Le principal objectif de la conférence de Montréal est l’adoption d’un cadre mondial pour la biodiversité pour les années qui viennent. Cette feuille de route s’appuie sur les cadres élaborés lors des rencontres précédentes, notamment les objectifs d’Aichi de 2010. Comme l’ont rapporté les Nations unies, les États n’ont réalisé aucun des objectifs d’Aichi fixés pour 2020, bien que six objectifs aient été partiellement atteints.

Le nouveau cadre propose vingt-deux objectifs à atteindre d’ici 2030 et quatre objectifs clés à atteindre d’ici 2050. Cela comprend la préservation des écosystèmes, la diversification des services que la nature rend aux populations, l’équité dans le partage des ressources génétiques, telles que les données numériques de séquençage de l’ADN, et la consolidation des engagements financiers.

Nous serons nombreux à suivre l’évolution de la situation pour voir si la Chine peut jouer un rôle de leader et promouvoir la collaboration et le consensus. L’un des principaux défis consiste à trouver un moyen de financer les mesures ambitieuses prévues par le nouveau cadre. Les défenseurs de l’environnement exhortent les pays riches à fournir jusqu’à 60 milliards de dollars US par an pour aider les pays à faible revenu à financer des projets de préservation et à lutter contre le trafic illégal d’espèces sauvages.

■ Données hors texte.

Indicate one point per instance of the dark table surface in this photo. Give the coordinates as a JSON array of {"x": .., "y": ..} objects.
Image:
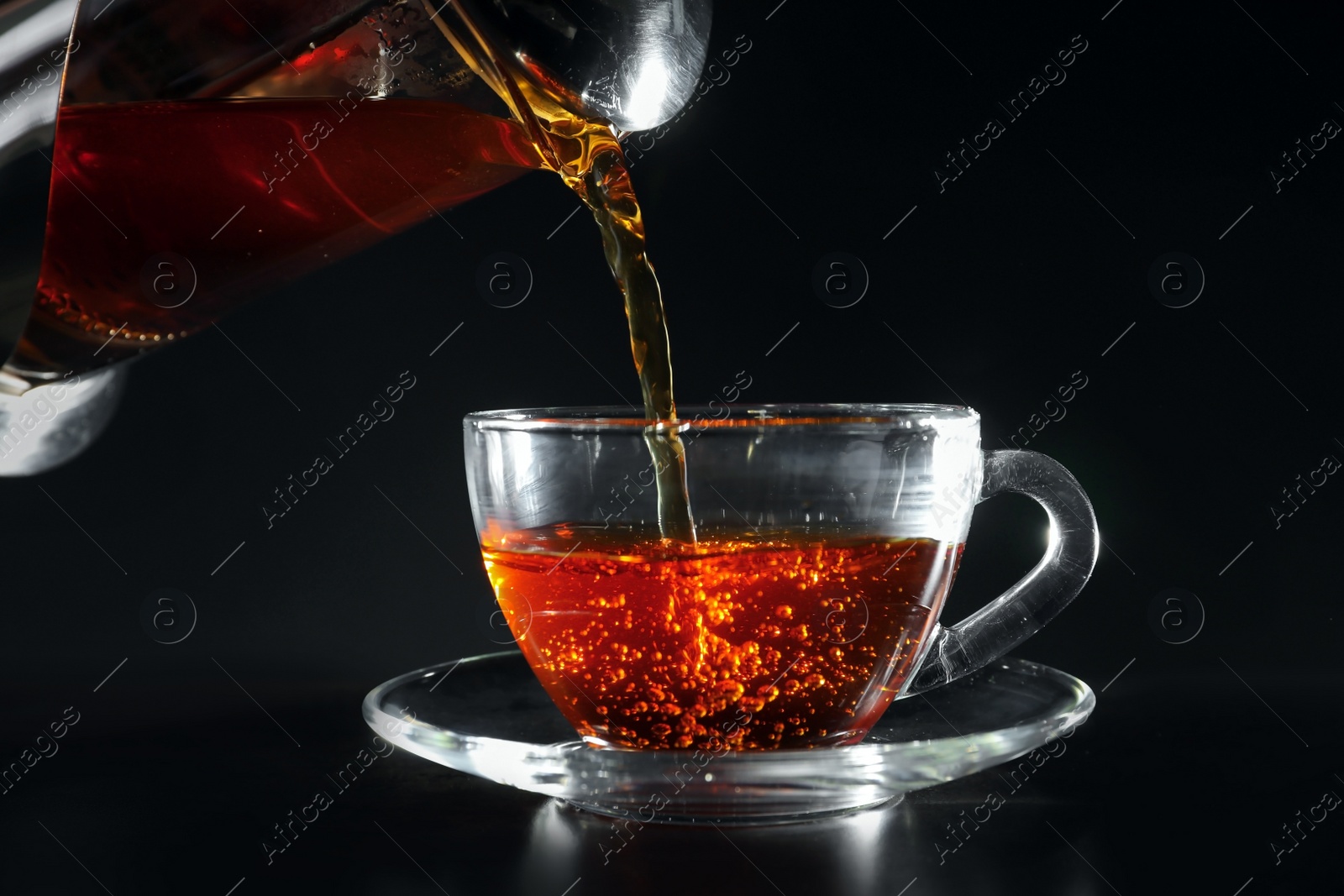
[{"x": 992, "y": 289}]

La Chine s’est engagée dans cette voie en 2021 en lançant le Fonds pour la biodiversité de Kunming et en y contribuant à hauteur de 230 millions de dollars. Les promesses de dons des autres nations, principalement de la France, du Royaume-Uni, du Japon et de l’Union européenne, s’élèvent actuellement à quelque 5,2 milliards de dollars par an.

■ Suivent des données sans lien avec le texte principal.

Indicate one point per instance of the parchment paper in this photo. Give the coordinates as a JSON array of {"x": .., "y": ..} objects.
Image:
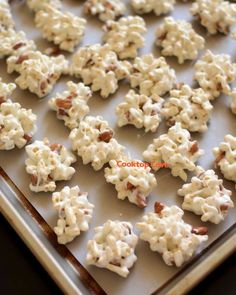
[{"x": 150, "y": 272}]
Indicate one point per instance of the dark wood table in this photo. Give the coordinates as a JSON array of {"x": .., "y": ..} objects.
[{"x": 21, "y": 273}]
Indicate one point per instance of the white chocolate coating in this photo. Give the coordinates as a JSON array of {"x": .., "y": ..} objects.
[
  {"x": 215, "y": 15},
  {"x": 159, "y": 7},
  {"x": 190, "y": 107},
  {"x": 214, "y": 73},
  {"x": 48, "y": 163},
  {"x": 113, "y": 247},
  {"x": 62, "y": 28},
  {"x": 38, "y": 72},
  {"x": 93, "y": 141},
  {"x": 105, "y": 9},
  {"x": 169, "y": 235},
  {"x": 206, "y": 196},
  {"x": 225, "y": 156},
  {"x": 72, "y": 105},
  {"x": 134, "y": 183},
  {"x": 99, "y": 67},
  {"x": 176, "y": 149},
  {"x": 125, "y": 35},
  {"x": 178, "y": 38},
  {"x": 140, "y": 110},
  {"x": 74, "y": 213},
  {"x": 17, "y": 125},
  {"x": 153, "y": 76}
]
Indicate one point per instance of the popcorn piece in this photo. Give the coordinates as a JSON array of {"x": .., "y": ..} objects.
[
  {"x": 214, "y": 73},
  {"x": 168, "y": 234},
  {"x": 215, "y": 15},
  {"x": 17, "y": 125},
  {"x": 6, "y": 20},
  {"x": 206, "y": 196},
  {"x": 176, "y": 149},
  {"x": 93, "y": 141},
  {"x": 36, "y": 5},
  {"x": 159, "y": 7},
  {"x": 75, "y": 213},
  {"x": 190, "y": 107},
  {"x": 113, "y": 247},
  {"x": 99, "y": 67},
  {"x": 140, "y": 111},
  {"x": 134, "y": 183},
  {"x": 62, "y": 28},
  {"x": 14, "y": 43},
  {"x": 225, "y": 156},
  {"x": 125, "y": 36},
  {"x": 6, "y": 91},
  {"x": 38, "y": 72},
  {"x": 105, "y": 9},
  {"x": 71, "y": 106},
  {"x": 153, "y": 76},
  {"x": 178, "y": 38},
  {"x": 48, "y": 163},
  {"x": 233, "y": 101}
]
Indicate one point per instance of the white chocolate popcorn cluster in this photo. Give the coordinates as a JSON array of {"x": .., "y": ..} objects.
[
  {"x": 113, "y": 247},
  {"x": 168, "y": 234},
  {"x": 38, "y": 72},
  {"x": 17, "y": 125},
  {"x": 93, "y": 141},
  {"x": 190, "y": 107},
  {"x": 105, "y": 9},
  {"x": 214, "y": 73},
  {"x": 233, "y": 100},
  {"x": 178, "y": 38},
  {"x": 6, "y": 90},
  {"x": 176, "y": 149},
  {"x": 125, "y": 35},
  {"x": 74, "y": 212},
  {"x": 159, "y": 7},
  {"x": 72, "y": 105},
  {"x": 99, "y": 67},
  {"x": 134, "y": 183},
  {"x": 215, "y": 15},
  {"x": 225, "y": 156},
  {"x": 6, "y": 20},
  {"x": 48, "y": 163},
  {"x": 140, "y": 110},
  {"x": 36, "y": 5},
  {"x": 152, "y": 76},
  {"x": 206, "y": 196},
  {"x": 62, "y": 28}
]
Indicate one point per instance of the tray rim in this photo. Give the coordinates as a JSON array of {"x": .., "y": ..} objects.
[{"x": 224, "y": 247}]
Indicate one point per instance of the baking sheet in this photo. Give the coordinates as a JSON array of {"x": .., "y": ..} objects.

La Chine devra probablement répondre à des questions concernant sa nouvelle route de la soie, un projet d’infrastructure de grande envergure qui prévoit la construction de voies ferrées, de pipelines et d’autoroutes dans plus de 60 pays. Ses détracteurs affirment qu’elle va causer de la déforestation, des inondations et d’autres effets néfastes sur l’environnement, y compris dans des points névralgiques de la biodiversité mondiale comme le Triangle de Corailen Asie du Sud-Est, qui abrite l’un des plus importants systèmes de récifs au monde.

La Chine s’est engagée à rendre sa nouvelle route de la soie plus verte et, en 2021, Xi Jinping s’est engagé à mettre fin au financement de nouvelles centrales électriques au charbon à l’étranger, ce qui a entraîné jusqu’ici l’annulation de 26 centrales. C’est un début, mais la Chine doit faire davantage d’efforts pour remédier aux impacts de ce projet sur la planète.

La Chine, qui abrite 18 % de la population mondiale et produit 18,4 % du PIB mondial, a un rôle clé à jouer dans la préservation de la nature. J’espère qu’elle exercera un leadership audacieux à Montréal et par la suite.